La anécdota es bien conocida. Stanley Kubrick tuvo, durante varios años, el proyecto de realizar una película sobre el Holocausto. De hecho, a mediados de los años 70, el director de Naranja mecánica (A Clockwork Orange, 1971) entró en contacto con el cuentista/novelista judío Isaac Bashevis Singer para proponerle la escritura de un guión. El futuro Nobel de Literatura declinó graciosamente, afirmando que no sabía gran cosa del tema y que, además, no tenía idea cómo tratarlo.
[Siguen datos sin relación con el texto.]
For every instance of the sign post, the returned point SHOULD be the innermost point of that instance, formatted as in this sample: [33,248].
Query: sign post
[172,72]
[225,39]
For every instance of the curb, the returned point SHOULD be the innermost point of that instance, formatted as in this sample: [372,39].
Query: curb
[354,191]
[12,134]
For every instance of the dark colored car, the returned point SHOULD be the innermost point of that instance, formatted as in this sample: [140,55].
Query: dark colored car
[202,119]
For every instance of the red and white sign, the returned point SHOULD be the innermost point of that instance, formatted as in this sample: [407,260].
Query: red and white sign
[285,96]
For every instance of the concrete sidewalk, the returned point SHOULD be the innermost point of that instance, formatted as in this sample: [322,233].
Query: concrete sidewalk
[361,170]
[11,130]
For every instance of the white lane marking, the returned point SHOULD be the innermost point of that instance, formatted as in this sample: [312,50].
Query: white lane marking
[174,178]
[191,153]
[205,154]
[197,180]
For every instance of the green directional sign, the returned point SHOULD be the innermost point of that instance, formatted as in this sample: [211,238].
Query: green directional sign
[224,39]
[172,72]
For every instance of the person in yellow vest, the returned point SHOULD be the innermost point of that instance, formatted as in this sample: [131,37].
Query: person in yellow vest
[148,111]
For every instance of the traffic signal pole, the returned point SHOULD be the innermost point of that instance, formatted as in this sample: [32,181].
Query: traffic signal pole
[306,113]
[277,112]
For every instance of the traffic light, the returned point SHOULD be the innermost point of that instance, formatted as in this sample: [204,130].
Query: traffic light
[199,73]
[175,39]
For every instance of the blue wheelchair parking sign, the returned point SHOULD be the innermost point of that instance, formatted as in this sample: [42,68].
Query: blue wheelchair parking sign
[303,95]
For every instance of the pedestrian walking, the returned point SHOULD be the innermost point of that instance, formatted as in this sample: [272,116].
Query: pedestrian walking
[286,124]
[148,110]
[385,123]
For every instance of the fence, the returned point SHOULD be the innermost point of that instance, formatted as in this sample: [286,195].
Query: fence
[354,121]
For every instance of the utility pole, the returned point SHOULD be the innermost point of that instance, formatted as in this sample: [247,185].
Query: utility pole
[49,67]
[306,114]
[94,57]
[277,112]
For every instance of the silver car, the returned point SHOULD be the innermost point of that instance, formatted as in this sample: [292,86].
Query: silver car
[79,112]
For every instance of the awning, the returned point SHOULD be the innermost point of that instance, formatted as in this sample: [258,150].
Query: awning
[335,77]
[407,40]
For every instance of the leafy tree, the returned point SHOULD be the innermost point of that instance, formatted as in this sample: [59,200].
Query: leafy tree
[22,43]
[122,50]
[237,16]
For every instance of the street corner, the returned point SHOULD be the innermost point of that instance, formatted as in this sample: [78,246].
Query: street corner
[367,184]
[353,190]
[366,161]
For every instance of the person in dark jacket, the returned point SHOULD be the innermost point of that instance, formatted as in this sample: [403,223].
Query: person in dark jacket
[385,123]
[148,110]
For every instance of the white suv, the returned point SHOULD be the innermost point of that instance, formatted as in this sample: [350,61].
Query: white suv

Años después, a inicios de los 90, Kubrick se topó con la novela autobiográfica de Louis Begley, Mentiras en tiempo de guerra, sobre un niño y su tía, sobrevivientes del Holocausto. Kubrick inició la preproducción de la película, pero ante el estreno y posterior éxito de crítica y público de la multioscareada La lista de Schindler (Schindler’s List, Steven Spielberg, 1993), detuvo sus planes, dejó de lado ese proyecto y pasó a realizar la que sería su última cinta: Ojos bien cerrados (Eyes Wide Shut, 1999).
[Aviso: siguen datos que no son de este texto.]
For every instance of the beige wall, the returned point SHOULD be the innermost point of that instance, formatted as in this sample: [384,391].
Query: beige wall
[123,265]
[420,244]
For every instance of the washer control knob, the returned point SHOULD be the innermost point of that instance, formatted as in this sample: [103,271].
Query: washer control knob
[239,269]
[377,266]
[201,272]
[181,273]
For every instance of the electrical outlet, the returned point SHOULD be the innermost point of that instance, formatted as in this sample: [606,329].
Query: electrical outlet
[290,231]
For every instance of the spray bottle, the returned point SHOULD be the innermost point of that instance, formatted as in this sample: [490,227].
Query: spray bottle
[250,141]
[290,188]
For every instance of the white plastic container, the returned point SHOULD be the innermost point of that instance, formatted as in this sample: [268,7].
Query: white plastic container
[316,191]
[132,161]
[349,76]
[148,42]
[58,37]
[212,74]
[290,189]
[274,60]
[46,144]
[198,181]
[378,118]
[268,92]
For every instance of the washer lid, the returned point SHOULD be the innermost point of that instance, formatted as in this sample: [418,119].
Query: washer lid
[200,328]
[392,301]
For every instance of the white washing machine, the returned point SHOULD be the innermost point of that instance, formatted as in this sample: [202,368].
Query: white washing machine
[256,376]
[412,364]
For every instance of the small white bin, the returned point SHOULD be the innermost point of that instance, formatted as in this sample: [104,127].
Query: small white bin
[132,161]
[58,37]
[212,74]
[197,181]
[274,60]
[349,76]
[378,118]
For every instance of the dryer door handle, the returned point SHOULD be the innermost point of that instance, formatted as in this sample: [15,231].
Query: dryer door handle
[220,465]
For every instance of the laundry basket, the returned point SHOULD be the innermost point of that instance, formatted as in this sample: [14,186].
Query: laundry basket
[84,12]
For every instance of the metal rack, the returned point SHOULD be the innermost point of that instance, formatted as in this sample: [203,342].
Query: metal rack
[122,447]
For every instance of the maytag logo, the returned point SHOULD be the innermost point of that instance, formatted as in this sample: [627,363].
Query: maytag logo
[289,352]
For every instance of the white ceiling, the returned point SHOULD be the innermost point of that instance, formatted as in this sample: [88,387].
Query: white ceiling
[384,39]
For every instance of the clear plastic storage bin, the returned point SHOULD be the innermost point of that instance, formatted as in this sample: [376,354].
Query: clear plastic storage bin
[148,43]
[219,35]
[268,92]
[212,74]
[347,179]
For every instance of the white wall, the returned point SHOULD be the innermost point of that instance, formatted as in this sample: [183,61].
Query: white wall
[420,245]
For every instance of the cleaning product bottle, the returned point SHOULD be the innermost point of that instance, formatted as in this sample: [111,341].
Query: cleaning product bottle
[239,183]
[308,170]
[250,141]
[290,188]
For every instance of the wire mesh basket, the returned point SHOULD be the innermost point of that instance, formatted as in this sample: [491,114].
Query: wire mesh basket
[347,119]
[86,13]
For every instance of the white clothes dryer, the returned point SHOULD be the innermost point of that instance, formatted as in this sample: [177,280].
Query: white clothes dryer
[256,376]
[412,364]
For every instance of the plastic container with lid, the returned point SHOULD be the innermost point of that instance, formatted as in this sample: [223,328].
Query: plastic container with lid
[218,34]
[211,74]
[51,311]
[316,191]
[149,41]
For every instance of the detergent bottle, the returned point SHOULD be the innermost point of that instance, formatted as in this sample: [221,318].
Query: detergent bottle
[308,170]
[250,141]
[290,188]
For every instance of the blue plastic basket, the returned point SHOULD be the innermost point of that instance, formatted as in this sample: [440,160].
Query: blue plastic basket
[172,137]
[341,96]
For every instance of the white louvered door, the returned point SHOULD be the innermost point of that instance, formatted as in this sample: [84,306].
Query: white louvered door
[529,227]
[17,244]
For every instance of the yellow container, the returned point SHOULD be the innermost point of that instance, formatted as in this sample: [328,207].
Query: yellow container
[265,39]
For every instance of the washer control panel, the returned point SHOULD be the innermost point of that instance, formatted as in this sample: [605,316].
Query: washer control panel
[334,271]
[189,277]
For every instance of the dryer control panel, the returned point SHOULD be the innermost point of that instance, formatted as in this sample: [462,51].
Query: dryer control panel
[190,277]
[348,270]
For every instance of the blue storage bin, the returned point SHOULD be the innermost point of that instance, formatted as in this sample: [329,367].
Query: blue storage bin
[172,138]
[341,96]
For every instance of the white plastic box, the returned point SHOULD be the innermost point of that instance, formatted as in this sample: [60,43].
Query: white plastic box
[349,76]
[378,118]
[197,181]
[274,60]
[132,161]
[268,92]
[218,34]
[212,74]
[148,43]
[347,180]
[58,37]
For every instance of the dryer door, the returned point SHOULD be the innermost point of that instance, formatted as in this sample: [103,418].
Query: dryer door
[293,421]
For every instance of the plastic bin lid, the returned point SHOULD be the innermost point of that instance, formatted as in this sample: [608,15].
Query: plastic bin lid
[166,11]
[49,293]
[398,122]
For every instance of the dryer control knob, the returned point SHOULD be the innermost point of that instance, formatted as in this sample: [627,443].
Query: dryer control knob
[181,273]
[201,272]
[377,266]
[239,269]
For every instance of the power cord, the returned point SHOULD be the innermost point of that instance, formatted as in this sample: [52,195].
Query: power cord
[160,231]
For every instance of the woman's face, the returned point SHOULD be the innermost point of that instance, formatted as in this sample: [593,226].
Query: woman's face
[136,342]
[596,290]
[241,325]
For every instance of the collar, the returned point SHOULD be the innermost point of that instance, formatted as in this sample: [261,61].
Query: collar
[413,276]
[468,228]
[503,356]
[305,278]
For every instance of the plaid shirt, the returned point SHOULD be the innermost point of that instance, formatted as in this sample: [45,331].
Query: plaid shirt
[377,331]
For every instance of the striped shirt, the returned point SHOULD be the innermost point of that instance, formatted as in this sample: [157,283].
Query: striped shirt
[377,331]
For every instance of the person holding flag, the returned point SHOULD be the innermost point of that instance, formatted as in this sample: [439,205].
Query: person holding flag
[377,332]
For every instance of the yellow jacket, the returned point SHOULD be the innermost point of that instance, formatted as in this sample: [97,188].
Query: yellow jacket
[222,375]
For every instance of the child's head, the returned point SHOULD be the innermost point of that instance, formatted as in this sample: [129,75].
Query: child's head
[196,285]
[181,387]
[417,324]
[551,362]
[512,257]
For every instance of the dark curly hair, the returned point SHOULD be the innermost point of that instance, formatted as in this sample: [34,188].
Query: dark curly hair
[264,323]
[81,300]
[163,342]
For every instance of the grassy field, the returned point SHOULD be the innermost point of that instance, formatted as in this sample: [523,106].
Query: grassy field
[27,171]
¿Se puede representar el horror?

Precisamente durante la filmación de Ojos bien cerrados, Kubrick platicó abiertamente sobre el tema. Al conversar de ese proyecto nunca realizado con su guionista Frederic Raphael, Kubrick confesó sus razones, temores y dudas al respecto. Para entonces, el cineasta estaba convencido de que era imposible hacer una película de ficción sobre el Holocausto. Cuando Raphael le recordó la reciente cinta spielbergiana, Kubrick contestó, palabras más, palabras menos: «La lista de Schindler no trata de los seis millones de judíos que murieron, sino de unos 600 que se salvaron. Es una historia de éxito».
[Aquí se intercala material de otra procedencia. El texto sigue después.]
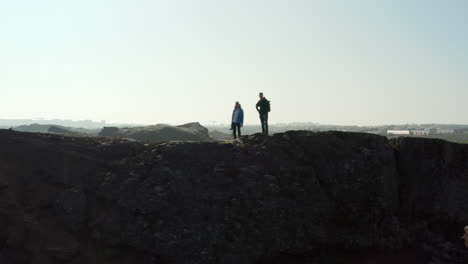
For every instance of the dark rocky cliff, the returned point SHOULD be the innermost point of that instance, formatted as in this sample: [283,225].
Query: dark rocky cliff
[295,197]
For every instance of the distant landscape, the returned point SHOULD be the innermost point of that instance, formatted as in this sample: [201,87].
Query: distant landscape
[451,132]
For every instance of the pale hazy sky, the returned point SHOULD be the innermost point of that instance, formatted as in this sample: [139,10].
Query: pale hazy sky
[148,61]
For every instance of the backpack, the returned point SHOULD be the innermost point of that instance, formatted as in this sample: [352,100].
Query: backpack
[267,106]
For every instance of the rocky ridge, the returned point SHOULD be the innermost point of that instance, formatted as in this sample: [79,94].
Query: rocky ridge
[295,197]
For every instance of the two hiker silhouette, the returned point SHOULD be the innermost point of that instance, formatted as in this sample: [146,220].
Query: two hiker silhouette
[263,108]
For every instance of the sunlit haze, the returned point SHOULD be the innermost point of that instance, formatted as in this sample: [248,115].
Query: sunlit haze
[360,62]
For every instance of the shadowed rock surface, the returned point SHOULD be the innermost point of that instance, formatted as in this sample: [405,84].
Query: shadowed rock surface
[295,197]
[160,133]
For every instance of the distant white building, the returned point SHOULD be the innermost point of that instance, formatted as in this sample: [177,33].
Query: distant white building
[445,131]
[398,132]
[421,132]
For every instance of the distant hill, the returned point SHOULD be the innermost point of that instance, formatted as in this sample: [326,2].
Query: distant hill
[52,128]
[160,133]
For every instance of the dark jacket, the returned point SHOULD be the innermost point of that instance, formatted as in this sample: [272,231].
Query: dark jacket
[263,106]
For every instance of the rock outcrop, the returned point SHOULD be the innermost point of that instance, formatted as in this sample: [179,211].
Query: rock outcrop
[295,197]
[160,133]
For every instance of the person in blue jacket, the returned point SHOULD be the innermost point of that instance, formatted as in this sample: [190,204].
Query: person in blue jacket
[237,119]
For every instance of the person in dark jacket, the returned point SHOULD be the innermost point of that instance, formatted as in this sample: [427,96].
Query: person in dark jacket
[237,119]
[263,108]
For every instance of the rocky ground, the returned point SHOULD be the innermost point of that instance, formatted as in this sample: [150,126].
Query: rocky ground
[295,197]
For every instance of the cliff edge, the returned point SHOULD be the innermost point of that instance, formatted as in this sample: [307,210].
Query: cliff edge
[295,197]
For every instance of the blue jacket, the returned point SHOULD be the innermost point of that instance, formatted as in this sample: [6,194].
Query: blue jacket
[240,117]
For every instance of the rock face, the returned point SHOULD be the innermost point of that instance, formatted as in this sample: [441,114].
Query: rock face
[295,197]
[160,133]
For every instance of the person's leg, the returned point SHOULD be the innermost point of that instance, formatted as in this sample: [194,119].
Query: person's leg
[233,127]
[262,122]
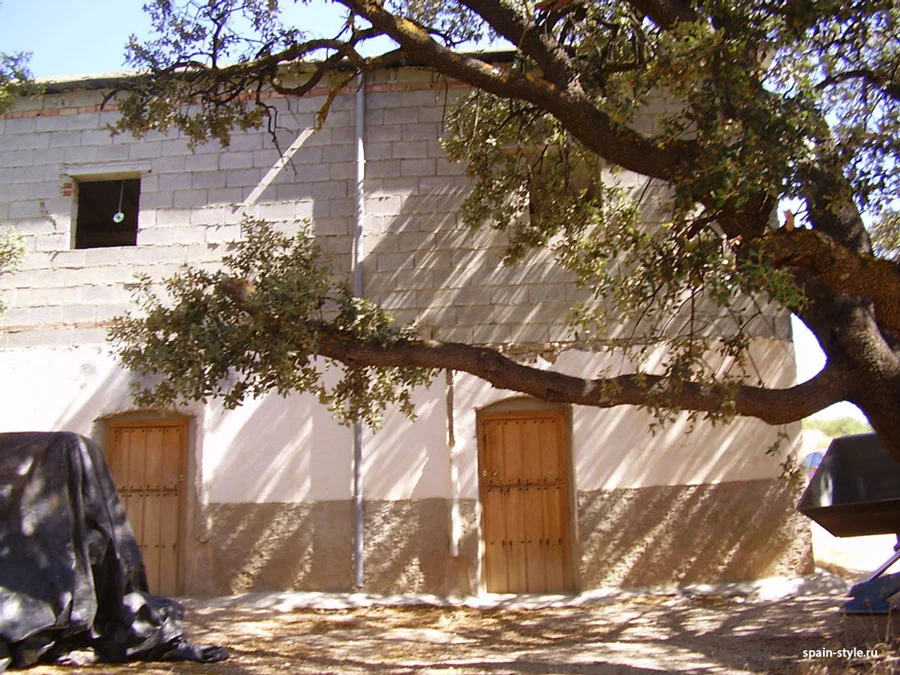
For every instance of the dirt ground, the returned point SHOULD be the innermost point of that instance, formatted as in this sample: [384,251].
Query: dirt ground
[631,634]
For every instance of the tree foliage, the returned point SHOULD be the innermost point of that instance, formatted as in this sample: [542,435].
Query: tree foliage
[12,249]
[763,100]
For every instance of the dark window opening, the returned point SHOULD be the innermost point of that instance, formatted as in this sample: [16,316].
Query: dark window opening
[107,213]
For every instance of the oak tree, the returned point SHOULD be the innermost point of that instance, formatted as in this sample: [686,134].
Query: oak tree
[767,101]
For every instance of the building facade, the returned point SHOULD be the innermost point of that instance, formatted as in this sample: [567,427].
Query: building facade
[485,491]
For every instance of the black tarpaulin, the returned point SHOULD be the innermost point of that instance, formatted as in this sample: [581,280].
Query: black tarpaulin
[71,574]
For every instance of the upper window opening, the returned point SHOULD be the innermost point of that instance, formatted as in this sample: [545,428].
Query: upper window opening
[107,213]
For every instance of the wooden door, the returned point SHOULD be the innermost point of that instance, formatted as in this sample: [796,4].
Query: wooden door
[523,468]
[147,461]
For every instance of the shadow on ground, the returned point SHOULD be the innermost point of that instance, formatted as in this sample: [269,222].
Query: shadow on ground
[634,635]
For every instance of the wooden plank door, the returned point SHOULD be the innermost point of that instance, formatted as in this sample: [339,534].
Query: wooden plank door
[523,467]
[147,461]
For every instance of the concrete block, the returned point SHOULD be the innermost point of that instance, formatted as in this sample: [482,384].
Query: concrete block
[154,236]
[208,179]
[547,293]
[454,333]
[190,199]
[291,192]
[168,164]
[342,171]
[44,123]
[198,163]
[20,126]
[386,262]
[339,153]
[228,196]
[85,121]
[237,160]
[419,131]
[330,190]
[401,115]
[20,158]
[383,169]
[409,149]
[384,206]
[417,167]
[109,153]
[385,133]
[388,186]
[242,178]
[380,150]
[223,234]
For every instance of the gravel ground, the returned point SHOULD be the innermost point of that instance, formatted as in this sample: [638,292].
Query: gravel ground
[757,628]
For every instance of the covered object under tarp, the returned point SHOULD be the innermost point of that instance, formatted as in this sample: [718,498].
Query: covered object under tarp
[71,574]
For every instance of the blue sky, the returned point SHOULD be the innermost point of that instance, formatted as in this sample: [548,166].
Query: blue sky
[88,38]
[67,38]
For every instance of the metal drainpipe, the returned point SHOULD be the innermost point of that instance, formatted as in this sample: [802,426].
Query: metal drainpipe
[358,290]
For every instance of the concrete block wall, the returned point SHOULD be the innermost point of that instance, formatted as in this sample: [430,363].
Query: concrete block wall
[421,262]
[191,205]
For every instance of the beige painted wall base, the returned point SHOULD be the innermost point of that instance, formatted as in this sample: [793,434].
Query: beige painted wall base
[635,537]
[692,534]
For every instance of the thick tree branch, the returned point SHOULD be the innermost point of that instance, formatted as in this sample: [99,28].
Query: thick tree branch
[775,406]
[841,269]
[539,45]
[654,157]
La duda kubrickana se puede resumir en la siguiente pregunta: ¿se puede representar el genocidio? Y, luego, se podría agregar: si es posible esta representación cinematográfica, ¿desde qué perspectiva hacerla?, ¿desde el papel de las víctimas o de los victimarios?, ¿o desde una posición “objetiva”, si es que esto es posible? Y más aún: aunque se pueda representar el genocidio, ¿se debe hacerlo? Y el cineasta que decida tocar el tema, ¿tiene alguna responsabilidad ética en ello? Es decir, ¿se vale crear un espectáculo a partir del asesinato de millones de personas?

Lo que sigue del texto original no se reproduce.